The Book of All Power
- Author: Edgar Wallace
- Language: English
- Genre: Thriller
- Publisher: Ward Lock
- Publication date: 1921
- Publication place: United Kingdom
- Media type: Print

= The Book of All Power =

1921 novel by Edgar Wallace

The Book of All Power is a 1921 thriller novel by the British writer Edgar Wallace. It is an adventure story set around the time of the Russian Revolution of 1917.

==Plot==
Malcolm Hay is a young man in London about to become an engineer for a Ukrainian-English oil company in the period before the First World War. The novel is set between the period 1914 to 1919. The Chairman of the Ukrainian Oil Company suggests that he meet Israel Kensky, a wealthy and influential elderly Jewish Russian man, before departing. In London, Hay becomes embroiled in machinations and intrigues involving the Romanov monarchy. The Grand Duke Yaroslav, the Prince Serganoff, Kensky's daughter Sophia, Boolba, American gangster Cherry Bim, and the Grand-Duchess Irene Yaroslav become entangled in plots, conspiracies, and assassination plans.

Serganoff, the Chief of the St. Petersburg Police, attempts to blackmail Irene into marrying him. He does this by arranging a police raid on the Silver Lion where the conspirators meet. The conspirators are known as the Foreign Friends of Freedom. Serganoff abducts Irene but is shot dead by Bim. Irene avoids arrest.

Hay travels to Kiev in June, 1914 where he again encounters Kensky, who gives him a book, The Book of All-Power, that can allegedly turn men into puppets willing to do one's will. Hay also happens to meet Grand-Duchess Irene Yaroslav, a beautiful young Russian woman who values Israel Kensky. Irene becomes an unwitting part of a plot by an ambitious and ruthless Russian prince, Serganoff, and recrosses paths with the American gunman named Cherry Bim.

Several years later, in 1919, during the Russian Revolution and civil war, Hay again encounters Irene, Kensky, and Bim, in very different circumstances. The Czarist regime has been overthrown by the Bolsheviks led by Vladimir Lenin and Leon Trotsky. Hay is imprisoned as an enemy of the Revolution. Irene's former butler Boolba, who has joined the Bolsheviks, is now a person of some importance in Moscow, while Irene is a servant whom Boolba terrorizes. Entrusted with Kensky's coveted Book of All-Power, they must try to escape Russia before they are executed.

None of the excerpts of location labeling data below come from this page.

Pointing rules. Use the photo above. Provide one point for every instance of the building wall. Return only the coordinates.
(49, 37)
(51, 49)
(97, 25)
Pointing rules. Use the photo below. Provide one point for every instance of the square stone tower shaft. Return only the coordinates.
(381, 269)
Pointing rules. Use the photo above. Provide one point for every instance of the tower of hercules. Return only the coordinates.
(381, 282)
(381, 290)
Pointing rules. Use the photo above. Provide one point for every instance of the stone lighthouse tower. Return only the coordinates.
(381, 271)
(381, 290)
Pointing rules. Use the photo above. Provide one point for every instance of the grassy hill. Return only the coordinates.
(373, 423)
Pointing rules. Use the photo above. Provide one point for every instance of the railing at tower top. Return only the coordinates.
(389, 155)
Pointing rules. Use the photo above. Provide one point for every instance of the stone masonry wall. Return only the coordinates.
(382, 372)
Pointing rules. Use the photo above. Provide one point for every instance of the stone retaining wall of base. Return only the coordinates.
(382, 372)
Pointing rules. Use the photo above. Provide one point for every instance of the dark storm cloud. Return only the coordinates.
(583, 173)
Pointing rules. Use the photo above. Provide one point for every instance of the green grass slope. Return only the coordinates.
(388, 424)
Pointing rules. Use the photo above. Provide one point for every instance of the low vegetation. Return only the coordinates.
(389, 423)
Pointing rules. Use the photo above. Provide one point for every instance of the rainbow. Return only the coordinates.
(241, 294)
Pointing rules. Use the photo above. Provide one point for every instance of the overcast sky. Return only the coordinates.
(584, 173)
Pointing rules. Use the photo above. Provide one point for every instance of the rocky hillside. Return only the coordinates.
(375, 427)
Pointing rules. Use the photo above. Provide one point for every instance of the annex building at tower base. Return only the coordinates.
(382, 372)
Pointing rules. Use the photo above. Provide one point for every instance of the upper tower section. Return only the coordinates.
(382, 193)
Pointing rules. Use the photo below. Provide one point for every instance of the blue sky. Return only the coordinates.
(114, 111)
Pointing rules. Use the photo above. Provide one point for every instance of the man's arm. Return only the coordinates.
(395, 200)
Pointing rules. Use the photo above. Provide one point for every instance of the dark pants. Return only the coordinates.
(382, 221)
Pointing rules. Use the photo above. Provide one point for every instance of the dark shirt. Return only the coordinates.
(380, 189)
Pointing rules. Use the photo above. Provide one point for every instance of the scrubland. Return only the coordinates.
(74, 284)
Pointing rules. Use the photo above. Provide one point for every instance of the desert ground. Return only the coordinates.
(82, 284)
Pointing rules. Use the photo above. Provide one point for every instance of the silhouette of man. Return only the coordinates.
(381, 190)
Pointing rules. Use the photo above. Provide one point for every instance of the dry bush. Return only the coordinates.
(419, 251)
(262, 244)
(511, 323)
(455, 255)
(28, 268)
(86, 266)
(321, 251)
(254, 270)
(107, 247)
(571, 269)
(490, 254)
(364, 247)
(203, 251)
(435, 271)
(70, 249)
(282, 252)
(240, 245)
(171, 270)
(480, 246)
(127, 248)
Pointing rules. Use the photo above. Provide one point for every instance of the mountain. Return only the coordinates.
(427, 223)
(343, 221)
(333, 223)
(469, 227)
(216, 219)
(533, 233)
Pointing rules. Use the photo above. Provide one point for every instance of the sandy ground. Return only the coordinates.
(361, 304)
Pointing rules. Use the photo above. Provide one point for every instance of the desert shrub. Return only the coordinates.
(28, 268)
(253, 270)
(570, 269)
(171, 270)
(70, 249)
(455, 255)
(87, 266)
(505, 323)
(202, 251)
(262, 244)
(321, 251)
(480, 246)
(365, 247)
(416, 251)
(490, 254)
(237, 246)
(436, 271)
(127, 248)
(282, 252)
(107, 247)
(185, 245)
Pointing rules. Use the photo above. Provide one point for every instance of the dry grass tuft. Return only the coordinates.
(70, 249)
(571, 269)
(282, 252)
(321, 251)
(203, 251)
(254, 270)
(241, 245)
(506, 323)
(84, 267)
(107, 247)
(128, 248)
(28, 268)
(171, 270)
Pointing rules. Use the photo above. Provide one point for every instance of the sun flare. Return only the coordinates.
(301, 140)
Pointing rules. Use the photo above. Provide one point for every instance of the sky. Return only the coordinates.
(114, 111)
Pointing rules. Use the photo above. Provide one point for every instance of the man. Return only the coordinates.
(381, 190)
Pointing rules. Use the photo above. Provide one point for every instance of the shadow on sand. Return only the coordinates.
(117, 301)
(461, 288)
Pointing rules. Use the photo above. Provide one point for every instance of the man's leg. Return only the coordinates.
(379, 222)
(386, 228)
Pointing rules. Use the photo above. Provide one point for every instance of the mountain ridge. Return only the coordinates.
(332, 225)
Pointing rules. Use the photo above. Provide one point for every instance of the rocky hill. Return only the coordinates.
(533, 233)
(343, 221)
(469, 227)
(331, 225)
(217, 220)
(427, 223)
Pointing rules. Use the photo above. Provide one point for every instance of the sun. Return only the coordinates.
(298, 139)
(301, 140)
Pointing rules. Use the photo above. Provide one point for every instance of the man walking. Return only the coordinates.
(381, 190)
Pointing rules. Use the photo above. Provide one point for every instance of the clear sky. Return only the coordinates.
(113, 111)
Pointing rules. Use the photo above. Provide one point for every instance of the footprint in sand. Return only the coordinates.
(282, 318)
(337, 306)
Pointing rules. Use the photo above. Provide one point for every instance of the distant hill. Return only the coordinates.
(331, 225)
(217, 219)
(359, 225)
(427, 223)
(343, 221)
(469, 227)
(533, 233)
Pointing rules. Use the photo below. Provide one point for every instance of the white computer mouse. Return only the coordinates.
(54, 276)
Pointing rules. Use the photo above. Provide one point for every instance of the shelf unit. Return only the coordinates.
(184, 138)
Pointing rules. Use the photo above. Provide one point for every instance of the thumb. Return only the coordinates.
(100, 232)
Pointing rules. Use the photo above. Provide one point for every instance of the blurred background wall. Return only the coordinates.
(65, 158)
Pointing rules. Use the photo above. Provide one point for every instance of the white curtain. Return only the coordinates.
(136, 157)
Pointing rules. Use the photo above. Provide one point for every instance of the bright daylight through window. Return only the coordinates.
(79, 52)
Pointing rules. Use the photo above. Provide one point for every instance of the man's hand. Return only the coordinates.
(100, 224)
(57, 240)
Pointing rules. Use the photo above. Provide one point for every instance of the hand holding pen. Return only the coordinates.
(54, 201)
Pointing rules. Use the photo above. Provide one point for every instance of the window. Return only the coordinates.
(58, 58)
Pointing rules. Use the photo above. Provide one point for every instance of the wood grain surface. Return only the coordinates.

Hay, Bim, and Irene are able to escape from Boolba and his men. Bim shoots the blind Boolba dead as they flee to Poland aboard a train. Bim saved the Book of All-Power which he reveals contains English thousand pound notes.

==Publishing history==
The novel was published by Ward, Lock & Co. in London in 1921. The first edition had an illustrated cover featuring the character Boolba, who is blind.

==Bibliography==
- Clark, Neil. Stranger than Fiction: The Life of Edgar Wallace, the Man Who Created King Kong. Stroud, UK: The History Press, 2015.